Dal Prg alle elezioni, parla Catania: "Con il M5S nel dopo-Orlando ma la città futura si decide ora"

L'assessore più contestato della Giunta comunale interviene sul nuovo strumento urbanistico e sulla situazione politica. "Fase storica, i consiglieri hanno tutto l'interesse ad adottarlo prima del voto". Il rimpasto? "Italia Viva l'ha chiesto solo al sindaco". Stoccata sul ponte Corleone: "C'è chi ha fatto sin troppa propaganda"

Sul nuovo Piano regolatore generale, che venerdì la Giunta ha inviato al Consiglio comunale, spicca la firma di Giusto Catania: l'assessore più contestato dell'amministrazione Orlando, ma anche il più politico.
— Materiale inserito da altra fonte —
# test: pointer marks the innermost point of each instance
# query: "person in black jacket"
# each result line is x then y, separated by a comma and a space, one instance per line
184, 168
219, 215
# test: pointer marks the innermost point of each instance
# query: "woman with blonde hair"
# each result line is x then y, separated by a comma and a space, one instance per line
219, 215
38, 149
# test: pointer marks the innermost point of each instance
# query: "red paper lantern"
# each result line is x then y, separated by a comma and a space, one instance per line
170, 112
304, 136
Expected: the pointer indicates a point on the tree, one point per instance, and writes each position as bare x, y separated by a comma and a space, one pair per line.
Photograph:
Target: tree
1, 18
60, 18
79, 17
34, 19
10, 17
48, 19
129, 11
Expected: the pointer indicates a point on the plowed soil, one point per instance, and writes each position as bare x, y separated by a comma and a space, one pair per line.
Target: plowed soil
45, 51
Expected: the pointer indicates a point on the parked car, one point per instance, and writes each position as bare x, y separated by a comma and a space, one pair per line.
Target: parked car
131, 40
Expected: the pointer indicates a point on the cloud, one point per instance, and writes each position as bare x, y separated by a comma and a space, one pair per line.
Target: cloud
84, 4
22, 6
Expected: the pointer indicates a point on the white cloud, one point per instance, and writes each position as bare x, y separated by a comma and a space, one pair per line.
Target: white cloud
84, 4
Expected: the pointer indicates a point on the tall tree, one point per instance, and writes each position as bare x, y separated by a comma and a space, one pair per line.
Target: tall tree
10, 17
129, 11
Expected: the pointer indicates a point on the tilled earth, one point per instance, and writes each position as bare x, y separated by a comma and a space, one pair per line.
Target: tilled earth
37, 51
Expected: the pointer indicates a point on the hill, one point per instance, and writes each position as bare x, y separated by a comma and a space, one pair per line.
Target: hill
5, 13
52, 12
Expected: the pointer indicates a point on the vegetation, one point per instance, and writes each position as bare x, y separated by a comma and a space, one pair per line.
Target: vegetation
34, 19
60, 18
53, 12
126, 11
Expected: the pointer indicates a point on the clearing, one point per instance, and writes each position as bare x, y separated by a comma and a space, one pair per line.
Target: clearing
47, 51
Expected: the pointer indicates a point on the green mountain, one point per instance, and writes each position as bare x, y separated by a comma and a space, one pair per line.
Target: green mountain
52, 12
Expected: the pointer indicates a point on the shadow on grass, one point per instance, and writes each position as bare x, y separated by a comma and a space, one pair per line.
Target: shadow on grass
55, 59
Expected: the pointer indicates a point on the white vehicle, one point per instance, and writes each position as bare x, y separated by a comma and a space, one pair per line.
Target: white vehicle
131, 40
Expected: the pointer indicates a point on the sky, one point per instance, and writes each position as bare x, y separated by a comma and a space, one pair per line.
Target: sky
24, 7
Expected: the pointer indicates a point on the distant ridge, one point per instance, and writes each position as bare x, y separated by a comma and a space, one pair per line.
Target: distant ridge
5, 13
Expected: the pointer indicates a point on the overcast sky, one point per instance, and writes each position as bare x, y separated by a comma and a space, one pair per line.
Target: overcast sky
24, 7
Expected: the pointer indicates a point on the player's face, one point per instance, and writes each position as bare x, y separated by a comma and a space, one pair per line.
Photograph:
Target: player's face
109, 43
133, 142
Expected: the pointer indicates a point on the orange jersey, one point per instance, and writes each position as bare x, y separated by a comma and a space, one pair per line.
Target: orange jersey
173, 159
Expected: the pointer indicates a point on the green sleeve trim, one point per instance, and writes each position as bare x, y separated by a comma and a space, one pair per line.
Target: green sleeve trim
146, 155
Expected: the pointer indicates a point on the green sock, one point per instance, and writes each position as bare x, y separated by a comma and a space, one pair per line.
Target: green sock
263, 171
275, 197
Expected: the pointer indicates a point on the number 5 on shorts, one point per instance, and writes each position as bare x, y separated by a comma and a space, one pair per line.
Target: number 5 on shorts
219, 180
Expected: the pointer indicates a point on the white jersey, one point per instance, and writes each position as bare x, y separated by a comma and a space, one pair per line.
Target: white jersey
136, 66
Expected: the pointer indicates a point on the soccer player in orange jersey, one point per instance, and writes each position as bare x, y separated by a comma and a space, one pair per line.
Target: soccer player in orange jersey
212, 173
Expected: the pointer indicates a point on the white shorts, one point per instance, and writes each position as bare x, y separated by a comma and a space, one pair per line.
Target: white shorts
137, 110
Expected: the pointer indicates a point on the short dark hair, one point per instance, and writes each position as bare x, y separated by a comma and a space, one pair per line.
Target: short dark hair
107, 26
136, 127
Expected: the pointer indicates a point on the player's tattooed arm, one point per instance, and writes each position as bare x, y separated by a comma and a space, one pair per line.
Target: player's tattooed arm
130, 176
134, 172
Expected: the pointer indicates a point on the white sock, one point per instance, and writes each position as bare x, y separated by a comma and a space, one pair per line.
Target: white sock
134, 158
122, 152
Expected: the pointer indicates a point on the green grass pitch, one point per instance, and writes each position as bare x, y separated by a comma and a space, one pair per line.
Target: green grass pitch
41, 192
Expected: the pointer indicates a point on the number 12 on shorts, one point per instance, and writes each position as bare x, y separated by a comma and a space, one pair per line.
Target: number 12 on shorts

Dettaglio quest'ultimo non trascurabile, perché il compagno Catania - uno che non ha mai rinnegato di essere comunista, anzi "comunista così!" per dirla alla Mario Brega - dopo la pioggia infinita di polemiche e attacchi (anche dal cosiddetto fuoco amico) per le decisioni riguardanti la mobilità (sempre condivise dal e col sindaco Orlando), su un documento principalmente tecnico come il Prg incassa un risultato politico: affermare quella visione della città, "in sintonia con il tram, il Pums, la Ztl e le pedonalizzazioni", che lui stesso definisce "il compimento di scelte strategiche che possono cambiare la Palermo dei prossimi 30 anni". 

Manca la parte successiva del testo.